In an unfortunate turn of events, I found myself laid off while living in New Zealand. What’s a guy to do? That employer was my first job out of university, and I’d held that position for eight and a half years. I had never found myself unemployed before.
Those who have been unemployed know how soul-crushing it can be to look for a job. You find a position that seems like a great fit, you craft a resume, write an excellent cover letter, fire it off, and…nothing. You’re constantly riding the roller coaster of hope and frustration and despair.
To start out with, I was looking for employers in New Zealand. I figured that this was now my shot! I could get a local job and fully commit to becoming a Kiwi. But, as I was to find out, this strategy carried with it two major problems:
First, programming jobs in the US pay about 30 – 40% more than programming jobs in New Zealand. Taking a job within the country would result in a major pay cut. And my seemingly-stratospheric salary plus my master’s degree made me appear overqualified for many jobs.
Second, New Zealand was a blossoming tech hub, but not in the area of systems programming. My friends would all say “oh, you work with computers. You’ll find a new job in no time!” which was frustrating, because I was not finding a new job, and I grew tired of explaining why what I did was quite different from the hundreds of companies out there building websites and phone apps.
Most of my applications didn’t even get me a callback. I did get one bite from a company that did hardware design with some embedded programming. They asked me to complete a programming challenge. It was actually a bit lower-level than what I usually did, but was at least in my ballpark. I was given 24 hours to complete it. I ended up staying awake until 3 in the morning after doing the necessary research, but I did in fact finish the challenge. I sent it to the address I was given, with an explanation that I hoped it was what they were looking for. I got a call back from the guy the next day. He told me he was impressed with what I had created, but the other circumstances of my application (I was an American in New Zealand on a visa and my experience wasn’t in embedded programming) meant that they were going to pass. No hard feelings there; I was just grateful to get a callback!
(I feel like in many of these stories I tell the common theme is that my work speaks for itself and makes up for my many other obvious deficiencies. I had been hoping that the same would be true in this scenario as well.

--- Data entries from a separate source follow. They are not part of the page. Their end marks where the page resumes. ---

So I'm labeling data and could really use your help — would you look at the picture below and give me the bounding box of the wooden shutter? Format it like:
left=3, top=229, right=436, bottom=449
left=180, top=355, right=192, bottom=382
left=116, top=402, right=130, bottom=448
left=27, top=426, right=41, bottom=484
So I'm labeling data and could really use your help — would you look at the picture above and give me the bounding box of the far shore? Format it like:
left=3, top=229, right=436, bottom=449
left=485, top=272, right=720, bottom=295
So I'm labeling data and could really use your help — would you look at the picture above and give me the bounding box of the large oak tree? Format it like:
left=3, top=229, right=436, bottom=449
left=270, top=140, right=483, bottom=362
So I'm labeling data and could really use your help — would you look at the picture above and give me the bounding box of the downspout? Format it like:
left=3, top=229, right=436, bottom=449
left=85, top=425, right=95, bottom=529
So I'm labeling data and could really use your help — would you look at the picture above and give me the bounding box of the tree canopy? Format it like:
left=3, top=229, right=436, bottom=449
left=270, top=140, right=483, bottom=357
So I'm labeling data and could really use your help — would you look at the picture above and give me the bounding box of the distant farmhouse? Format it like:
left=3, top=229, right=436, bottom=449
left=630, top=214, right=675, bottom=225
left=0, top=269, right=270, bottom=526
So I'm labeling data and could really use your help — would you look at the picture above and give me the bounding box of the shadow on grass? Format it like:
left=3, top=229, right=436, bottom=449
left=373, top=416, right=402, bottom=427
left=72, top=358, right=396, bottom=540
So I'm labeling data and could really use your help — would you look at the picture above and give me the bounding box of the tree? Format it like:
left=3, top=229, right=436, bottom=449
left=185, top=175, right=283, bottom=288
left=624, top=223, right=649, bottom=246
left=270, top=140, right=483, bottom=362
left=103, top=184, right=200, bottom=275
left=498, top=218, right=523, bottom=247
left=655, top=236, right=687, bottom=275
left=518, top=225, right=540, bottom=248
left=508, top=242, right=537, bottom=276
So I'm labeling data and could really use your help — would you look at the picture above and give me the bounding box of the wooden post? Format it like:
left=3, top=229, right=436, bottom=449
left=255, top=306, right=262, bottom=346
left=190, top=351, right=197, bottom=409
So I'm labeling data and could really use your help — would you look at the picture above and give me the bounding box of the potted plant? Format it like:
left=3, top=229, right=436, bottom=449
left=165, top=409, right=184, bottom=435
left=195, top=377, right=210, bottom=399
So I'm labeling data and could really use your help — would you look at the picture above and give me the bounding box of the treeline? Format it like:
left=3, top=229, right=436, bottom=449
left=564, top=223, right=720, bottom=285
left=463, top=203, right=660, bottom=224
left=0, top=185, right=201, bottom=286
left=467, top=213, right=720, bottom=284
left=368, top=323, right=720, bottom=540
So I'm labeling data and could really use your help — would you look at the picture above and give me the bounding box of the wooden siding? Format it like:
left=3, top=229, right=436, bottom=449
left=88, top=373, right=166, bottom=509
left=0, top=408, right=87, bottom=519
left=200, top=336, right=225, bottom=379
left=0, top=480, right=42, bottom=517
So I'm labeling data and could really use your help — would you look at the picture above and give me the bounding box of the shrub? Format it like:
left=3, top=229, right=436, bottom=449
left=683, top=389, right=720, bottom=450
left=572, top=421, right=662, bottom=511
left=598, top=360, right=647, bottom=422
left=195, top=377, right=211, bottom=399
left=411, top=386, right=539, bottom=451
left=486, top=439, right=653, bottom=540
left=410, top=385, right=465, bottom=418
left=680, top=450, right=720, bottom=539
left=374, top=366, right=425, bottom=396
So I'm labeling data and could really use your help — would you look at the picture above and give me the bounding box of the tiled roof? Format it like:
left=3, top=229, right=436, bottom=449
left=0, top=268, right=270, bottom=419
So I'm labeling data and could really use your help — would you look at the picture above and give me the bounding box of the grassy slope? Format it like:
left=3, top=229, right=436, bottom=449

Unfortunately, not.)
After three months of searching, I finally gave up. I decided I would look in the US for a job that would let me work remotely from New Zealand. I was still committed to living in my adoptive home, but it seemed the path forward wasn’t destined to be as easy as I had hoped.
As expected, it was not a long search before I started getting some bites. I got pretty far in the process with one company, but in the end they decided they weren’t interested in a remote employee in New Zealand. I also got strung along by another company for a while before I realized they were just not good at hiring and decided to move on. But it was not too long before I found a position that seemed genuinely interesting: working for Lenovo (a computer manufacturer) on Chrome OS.
Chrome OS, the operating system that runs on Chromebooks, is developed by Google. But it is also partially open source, and this allows vendors like Lenovo, Acer, Samsung, and others to not just customize the user experience to some degree but also to potentially modify the system itself and contribute those modifications back to the community. Lenovo wanted to create a team of engineers who would become experts in Chrome OS, building a solid portfolio of these Chromebooks that would establish them as a market leader in the low-cost computing arena.
This work sounded interesting to me. They were also willing to let me work remotely from New Zealand! And, coincidentally, their building was about three miles from my house in North Carolina. This geographic colocation was helpful because I would have to travel back to the US for a bit to ramp up, and then would return to New Zealand to become a fully remote employee.
Things never work out quite as well as they seem, but that’s all a story for later. At least I could stop job hunting!